"The cracking of the “unbreakable” Enigma Code by analysts at Bletchley Park is believed to have tipped the balance of the war, by allowing the Allies to learn of German military plans. It was the initial work by [Polish Intelligence Officer] Colonel Langer’s team which paved the way for the British to unlock Enigma.
But for decades after the war, the role of Polish cipher experts went unrecognised. Canadian historian Witold K Liliental said Polish mathematicians broke the code before the outbreak of World War Two. Three young maths students took up posts as codebreakers in the Cipher Bureau of the Polish Army, under the command of Colonel Langer.
He said: “Realising the looming danger of impending war with Hitler, the Polish High Command decided to share the closely guarded secret with her Allies, Britain and France. This happened at a meeting in Warsaw in 1939.” He added: “For many years the role of Poles was either totally ignored or skimmed over with only vague references in historical literature.”" SOURCE
It's one of the saddest examples of selective history making: the Enigma Machine was captured, copied, and cracked by Polish Intelligence before the outbreak of the Second World War, as every Polish child knows, and Polish literature is rich in exploring the subject. Unfortunately, readers in the Anglo-American world, with access to only 2-3 % of books translated from other languages, will not have the opportunity to read the true account of breaking of the Enigma.
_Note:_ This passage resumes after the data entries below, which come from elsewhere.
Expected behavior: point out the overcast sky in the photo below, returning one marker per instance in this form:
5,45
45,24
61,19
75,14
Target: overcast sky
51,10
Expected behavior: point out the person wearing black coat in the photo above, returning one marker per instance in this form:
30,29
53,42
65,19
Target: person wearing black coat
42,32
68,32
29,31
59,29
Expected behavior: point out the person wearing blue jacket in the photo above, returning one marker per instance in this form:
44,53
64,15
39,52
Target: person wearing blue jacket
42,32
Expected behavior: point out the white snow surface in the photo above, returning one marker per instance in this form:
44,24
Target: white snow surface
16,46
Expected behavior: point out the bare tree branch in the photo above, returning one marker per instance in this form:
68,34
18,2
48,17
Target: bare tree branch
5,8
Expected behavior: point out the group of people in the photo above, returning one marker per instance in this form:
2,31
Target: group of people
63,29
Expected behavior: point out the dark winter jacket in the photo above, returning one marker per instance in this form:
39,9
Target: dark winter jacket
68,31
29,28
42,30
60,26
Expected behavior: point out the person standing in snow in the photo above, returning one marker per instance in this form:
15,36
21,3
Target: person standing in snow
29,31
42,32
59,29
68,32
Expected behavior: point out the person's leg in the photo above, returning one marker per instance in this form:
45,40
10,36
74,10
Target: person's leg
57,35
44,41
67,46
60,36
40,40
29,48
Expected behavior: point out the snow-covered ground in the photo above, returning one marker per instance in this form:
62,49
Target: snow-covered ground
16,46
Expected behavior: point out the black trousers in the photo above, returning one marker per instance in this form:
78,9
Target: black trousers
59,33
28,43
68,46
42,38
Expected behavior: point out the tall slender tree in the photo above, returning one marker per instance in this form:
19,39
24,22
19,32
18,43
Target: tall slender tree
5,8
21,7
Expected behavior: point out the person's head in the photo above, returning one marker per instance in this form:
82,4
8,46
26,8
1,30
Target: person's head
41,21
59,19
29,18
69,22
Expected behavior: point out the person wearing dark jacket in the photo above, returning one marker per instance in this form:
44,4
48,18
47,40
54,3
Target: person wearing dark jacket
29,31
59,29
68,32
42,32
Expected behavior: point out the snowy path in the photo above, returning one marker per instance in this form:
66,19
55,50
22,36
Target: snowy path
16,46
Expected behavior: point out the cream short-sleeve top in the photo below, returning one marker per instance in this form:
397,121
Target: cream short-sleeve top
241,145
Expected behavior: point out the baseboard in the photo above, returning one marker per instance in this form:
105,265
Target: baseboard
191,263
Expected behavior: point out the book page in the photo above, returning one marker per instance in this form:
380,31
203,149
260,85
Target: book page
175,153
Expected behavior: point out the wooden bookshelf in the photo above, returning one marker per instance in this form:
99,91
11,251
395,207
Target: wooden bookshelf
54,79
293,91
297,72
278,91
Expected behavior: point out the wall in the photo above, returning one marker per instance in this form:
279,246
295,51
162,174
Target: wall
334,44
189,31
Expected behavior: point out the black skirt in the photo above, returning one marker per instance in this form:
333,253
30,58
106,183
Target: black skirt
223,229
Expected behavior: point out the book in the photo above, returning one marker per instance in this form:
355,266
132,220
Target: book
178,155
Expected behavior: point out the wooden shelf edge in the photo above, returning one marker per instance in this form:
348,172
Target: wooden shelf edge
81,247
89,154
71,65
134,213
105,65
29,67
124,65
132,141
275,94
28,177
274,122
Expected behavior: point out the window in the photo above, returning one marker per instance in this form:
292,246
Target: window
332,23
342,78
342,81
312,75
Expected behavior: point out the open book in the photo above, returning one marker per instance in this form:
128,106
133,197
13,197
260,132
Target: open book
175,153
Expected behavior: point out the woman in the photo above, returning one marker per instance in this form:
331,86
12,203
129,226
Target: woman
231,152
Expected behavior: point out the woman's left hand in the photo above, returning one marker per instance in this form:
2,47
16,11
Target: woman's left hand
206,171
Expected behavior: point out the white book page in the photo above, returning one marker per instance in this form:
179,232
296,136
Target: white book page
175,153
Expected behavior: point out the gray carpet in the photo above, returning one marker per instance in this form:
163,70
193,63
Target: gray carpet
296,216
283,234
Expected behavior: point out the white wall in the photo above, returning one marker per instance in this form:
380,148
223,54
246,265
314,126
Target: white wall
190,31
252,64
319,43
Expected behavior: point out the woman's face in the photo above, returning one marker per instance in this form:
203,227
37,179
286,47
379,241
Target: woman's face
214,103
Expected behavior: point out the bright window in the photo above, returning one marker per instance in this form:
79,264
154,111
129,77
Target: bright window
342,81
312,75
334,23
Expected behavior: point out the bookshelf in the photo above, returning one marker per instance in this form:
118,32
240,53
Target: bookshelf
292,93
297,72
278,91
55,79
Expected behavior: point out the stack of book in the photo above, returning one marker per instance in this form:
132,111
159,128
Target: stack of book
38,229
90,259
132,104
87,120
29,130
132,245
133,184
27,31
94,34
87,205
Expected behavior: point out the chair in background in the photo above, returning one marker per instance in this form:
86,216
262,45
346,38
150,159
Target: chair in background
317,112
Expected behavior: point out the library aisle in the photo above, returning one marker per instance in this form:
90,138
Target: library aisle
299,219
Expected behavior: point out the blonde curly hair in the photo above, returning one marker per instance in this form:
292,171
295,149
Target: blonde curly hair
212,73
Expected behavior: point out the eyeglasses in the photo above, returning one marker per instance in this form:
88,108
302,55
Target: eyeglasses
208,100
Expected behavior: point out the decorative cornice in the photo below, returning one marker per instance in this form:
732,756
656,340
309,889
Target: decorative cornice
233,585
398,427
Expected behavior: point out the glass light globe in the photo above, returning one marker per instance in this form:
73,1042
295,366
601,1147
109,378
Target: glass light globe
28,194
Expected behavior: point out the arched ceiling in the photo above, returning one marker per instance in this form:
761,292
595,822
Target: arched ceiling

The Polish successes and failures in cracking the Enigma cipher are well known here in the United Kingdom. What Mr Lilenthal fails to realise is that the Polish methods were ineffectual after December 1938. The mathematics and design of the Turing-Welchman bombes were completely different from the mathematics and design of the Polish bombas. However the Poles showed the British that the Enigma machines were not impregnable and of course gave the British a copy of the early German military machine, which demonstrating the simplicity of the wiring of the steckerbord, accelerated the British understanding of the Enigma machines.